29/06/2016 | Publié par |

Erin est une apicultrice du Maine (Etats-Unis), également présidente de l’EAS (Eastern Apicultural Society – un groupement d’apiculteurs de l’Est des Etats-Unis). Une passionnée des abeilles qui vous livre sa vision de l’apiculture, de l’autre côté du globe.

Bonjour Erin ! Pouvez-vous vous présenter en quelques mots ?

Mon activité d’apicultrice, dont je suis diplômée (nb : Erin est diplômée d’un « Master Beekeeper », délivré par l’EAS, assez difficile à obtenir), m’apporte un revenu supplémentaire mais mon travail principal est d’être comptable. Je gère mon exploitation avec mon associée depuis 4 ans, Cindy Bee (et oui, c’est son vrai nom !), qui est apicultrice à plein temps et appartient à une famille d’apiculteurs depuis 3 générations.

Nous avons environ 150 ruches, principalement des Langstroth à 8 ou 10 cadres, mais aussi quelques ruches Warré.

Nous récoltons surtout du miel d’acacia, de tilleul, de fleurs sauvages, et notre production d’automne est principalement du miel de renouée du Japon (japanese knotweed honey), de couleur rouge.

Pouvez-vous nous expliquer ce qu’est l’EAS (Eastern Apicultural Society – Association Apicole de l’Est Américain) et votre rôle au sein de cette association ?

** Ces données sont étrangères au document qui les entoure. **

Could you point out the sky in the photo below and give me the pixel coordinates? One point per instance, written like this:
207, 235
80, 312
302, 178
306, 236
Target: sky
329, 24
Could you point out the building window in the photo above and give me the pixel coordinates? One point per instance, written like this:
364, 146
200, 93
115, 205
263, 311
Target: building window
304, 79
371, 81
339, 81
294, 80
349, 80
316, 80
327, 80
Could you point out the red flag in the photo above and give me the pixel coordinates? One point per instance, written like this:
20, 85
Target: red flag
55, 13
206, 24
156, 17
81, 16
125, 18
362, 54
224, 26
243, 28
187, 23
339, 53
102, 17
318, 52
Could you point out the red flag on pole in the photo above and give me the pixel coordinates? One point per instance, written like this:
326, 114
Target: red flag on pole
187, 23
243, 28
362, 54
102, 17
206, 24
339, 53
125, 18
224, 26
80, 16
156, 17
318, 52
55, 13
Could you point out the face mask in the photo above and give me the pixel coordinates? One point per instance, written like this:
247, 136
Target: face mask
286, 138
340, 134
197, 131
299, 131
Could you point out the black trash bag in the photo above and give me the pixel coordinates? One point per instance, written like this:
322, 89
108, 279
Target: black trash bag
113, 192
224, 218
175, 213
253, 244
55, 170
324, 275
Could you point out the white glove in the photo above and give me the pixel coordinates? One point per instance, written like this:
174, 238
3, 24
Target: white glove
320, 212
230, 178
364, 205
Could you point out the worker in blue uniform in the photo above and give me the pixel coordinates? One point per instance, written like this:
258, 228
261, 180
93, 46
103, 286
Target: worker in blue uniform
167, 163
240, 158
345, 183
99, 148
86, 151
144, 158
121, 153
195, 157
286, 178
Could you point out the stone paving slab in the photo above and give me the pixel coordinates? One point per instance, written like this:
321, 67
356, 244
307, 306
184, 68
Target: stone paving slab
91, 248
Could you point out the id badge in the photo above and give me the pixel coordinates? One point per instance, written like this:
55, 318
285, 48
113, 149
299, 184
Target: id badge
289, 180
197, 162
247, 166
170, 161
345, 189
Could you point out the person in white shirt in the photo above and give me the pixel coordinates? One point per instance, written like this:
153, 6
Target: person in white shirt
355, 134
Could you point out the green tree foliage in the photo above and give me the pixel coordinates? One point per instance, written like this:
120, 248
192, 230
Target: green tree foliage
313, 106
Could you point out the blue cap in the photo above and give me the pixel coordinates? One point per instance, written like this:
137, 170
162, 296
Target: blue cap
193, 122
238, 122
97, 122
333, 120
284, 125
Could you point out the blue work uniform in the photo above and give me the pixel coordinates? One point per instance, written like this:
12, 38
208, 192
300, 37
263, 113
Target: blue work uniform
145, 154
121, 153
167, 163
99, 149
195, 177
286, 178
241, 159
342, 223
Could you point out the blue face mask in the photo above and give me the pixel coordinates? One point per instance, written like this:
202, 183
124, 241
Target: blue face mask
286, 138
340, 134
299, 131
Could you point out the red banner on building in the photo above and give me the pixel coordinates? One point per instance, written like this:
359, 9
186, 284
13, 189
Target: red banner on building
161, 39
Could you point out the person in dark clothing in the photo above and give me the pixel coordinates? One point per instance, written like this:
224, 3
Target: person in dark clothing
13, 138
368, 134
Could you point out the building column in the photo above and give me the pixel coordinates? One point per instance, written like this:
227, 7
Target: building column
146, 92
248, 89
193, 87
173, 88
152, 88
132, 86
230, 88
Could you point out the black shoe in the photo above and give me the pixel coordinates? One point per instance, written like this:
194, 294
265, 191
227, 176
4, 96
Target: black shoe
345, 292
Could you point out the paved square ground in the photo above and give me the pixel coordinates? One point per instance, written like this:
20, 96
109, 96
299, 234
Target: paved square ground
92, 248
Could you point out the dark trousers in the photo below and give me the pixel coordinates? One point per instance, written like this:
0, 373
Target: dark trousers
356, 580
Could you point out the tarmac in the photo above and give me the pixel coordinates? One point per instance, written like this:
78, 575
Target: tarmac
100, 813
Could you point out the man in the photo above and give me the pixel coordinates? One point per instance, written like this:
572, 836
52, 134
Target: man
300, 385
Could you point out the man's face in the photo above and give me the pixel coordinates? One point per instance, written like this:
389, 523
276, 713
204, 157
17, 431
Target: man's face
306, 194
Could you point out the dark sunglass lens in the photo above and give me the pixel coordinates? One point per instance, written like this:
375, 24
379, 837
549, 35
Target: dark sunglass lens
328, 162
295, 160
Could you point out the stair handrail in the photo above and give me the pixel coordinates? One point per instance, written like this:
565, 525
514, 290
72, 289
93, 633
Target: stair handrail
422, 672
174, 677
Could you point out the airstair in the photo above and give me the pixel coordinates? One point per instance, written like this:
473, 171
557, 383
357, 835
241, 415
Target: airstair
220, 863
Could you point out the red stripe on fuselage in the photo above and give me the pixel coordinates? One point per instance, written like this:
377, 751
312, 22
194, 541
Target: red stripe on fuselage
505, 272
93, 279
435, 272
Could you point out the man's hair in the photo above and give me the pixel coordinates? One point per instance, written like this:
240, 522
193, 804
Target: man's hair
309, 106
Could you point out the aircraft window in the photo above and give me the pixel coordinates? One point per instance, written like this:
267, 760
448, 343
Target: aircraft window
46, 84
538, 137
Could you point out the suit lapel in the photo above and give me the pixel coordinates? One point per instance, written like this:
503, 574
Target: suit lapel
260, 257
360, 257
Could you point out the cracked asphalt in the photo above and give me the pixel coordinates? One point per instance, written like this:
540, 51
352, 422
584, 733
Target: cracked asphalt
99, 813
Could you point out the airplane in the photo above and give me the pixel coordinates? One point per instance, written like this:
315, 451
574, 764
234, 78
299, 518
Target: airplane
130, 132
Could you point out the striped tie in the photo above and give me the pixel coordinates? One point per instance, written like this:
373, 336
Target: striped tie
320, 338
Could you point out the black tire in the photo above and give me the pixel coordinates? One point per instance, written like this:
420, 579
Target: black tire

L’EAS, fondée en 1995, est la plus grande organisation apicole à but non lucratif des Etats-Unis, et l’une des plus importante dans le monde. Notre mission principale est de promouvoir la culture apicole, former les apiculteurs au « Master Beekeeper » et faciliter la recherche scientifique sur les abeilles. Chaque été a lieu notre conférence annuelle l’ « EAS Conference » ; elle est axée sur l’éducation, à tous les niveaux, et c’est également lors de cet événement qu’a lieu l’examen du programme de certification « Master Beekeeper ».

[N.B : Le but du programme de certification « Master Beekeeper » est d’identifier et de certifier les apiculteurs ayant une connaissance approfondie de la biologie de l’abeille, une expertise des bonnes pratiques apicoles, et qui puissent présenter ces informations aux publics apicole et non-apicole de manière détaillée, précise, claire et en faisant autorité.]

J’ai été diplomée du « Master Beekeeper » en 2008, date à laquelle j’ai commencé à m’impliquer dans l’association. J’enseigne à l’« EAS conference » depuis plusieurs années maintenant, et quand le poste de Président s’est libéré, on m’a proposé de déposer ma candidature. Etre impliquée au plus haut niveau dans l’organisation est réellement passionnant, travailler avec autant d’apiculteurs enthousiastes est un vrai plaisir.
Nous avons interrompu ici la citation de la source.